Micah pulled out a drawer and added the bag of his crochet project to it. A coat, which appeared to be made out of dragon scales, caught my eye. Gray in color, I thought at first, only as I got closer and pulled the hanger free from the rod, the coat had an iridescent shimmer, like metallic threads woven through the fibers, changing when the light hit it in different ways. It was surprisingly light for how big and detailed the design looked.
“This is amazing,” I slipped the coat off the hanger, expecting it to be Micah’s size, only it was far too big for Micah’s petite and lean frame. I pulled it on and was surprised that it was only a tiny bit too large through the shoulders for me. When I buttoned the front, I felt like I should be headed off to battle some supernatural war, flaunting my badass-ery as I went.
“Okay, I feel amazing,” I confessed. “Like some game superhero.
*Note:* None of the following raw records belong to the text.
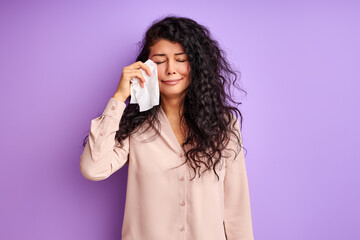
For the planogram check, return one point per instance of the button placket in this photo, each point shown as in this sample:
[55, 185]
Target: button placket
[182, 198]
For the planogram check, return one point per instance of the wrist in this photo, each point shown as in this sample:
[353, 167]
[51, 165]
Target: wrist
[119, 97]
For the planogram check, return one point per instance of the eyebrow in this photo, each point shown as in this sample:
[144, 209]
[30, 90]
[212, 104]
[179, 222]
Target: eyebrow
[165, 55]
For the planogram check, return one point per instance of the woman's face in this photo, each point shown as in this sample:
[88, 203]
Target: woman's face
[172, 64]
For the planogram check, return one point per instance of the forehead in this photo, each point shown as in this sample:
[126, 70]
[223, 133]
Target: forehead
[166, 47]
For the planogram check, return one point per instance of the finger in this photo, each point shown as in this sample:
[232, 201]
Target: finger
[138, 74]
[145, 67]
[138, 65]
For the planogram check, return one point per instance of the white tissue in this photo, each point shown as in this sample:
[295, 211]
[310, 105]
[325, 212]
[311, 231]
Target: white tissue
[147, 96]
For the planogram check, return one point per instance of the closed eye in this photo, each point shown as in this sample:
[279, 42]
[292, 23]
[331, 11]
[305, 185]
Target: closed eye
[165, 61]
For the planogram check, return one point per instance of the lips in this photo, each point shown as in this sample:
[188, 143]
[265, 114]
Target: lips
[171, 82]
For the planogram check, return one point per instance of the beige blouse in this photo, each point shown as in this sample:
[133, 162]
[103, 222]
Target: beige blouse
[161, 201]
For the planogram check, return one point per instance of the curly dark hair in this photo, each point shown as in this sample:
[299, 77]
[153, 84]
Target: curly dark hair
[207, 105]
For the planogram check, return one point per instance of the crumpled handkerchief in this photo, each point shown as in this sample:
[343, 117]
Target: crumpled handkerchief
[147, 96]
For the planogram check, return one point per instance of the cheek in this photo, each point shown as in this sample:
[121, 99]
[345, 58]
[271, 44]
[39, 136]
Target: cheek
[184, 70]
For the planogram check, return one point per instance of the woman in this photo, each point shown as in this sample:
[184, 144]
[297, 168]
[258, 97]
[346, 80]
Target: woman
[186, 168]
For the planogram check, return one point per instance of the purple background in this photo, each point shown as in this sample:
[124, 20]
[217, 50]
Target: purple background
[61, 62]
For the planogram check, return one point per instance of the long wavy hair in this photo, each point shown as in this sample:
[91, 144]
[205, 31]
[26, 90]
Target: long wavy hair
[208, 112]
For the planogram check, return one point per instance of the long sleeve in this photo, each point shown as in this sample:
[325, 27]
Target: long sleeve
[102, 155]
[237, 213]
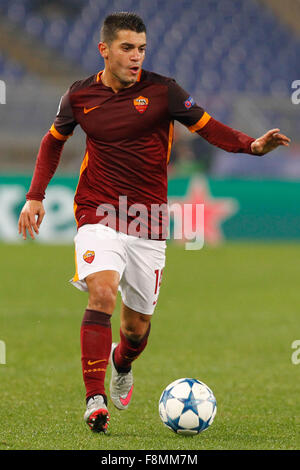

Do I look like I feel or like a nerd?” I struck a pose that I hoped would look superhero-ish.
Micah smiled, and his expression said nerd, though he responded with, “Superhero.”
“Liar,” I accused.
He held up his hands. “It fits you.”
“Almost. If I hadn’t lost weight it would fit perfectly. How come it’s not in your size?”
“Because dragon scales don’t really fit my personality,” Micah said. “I’m more lace and ruffles.”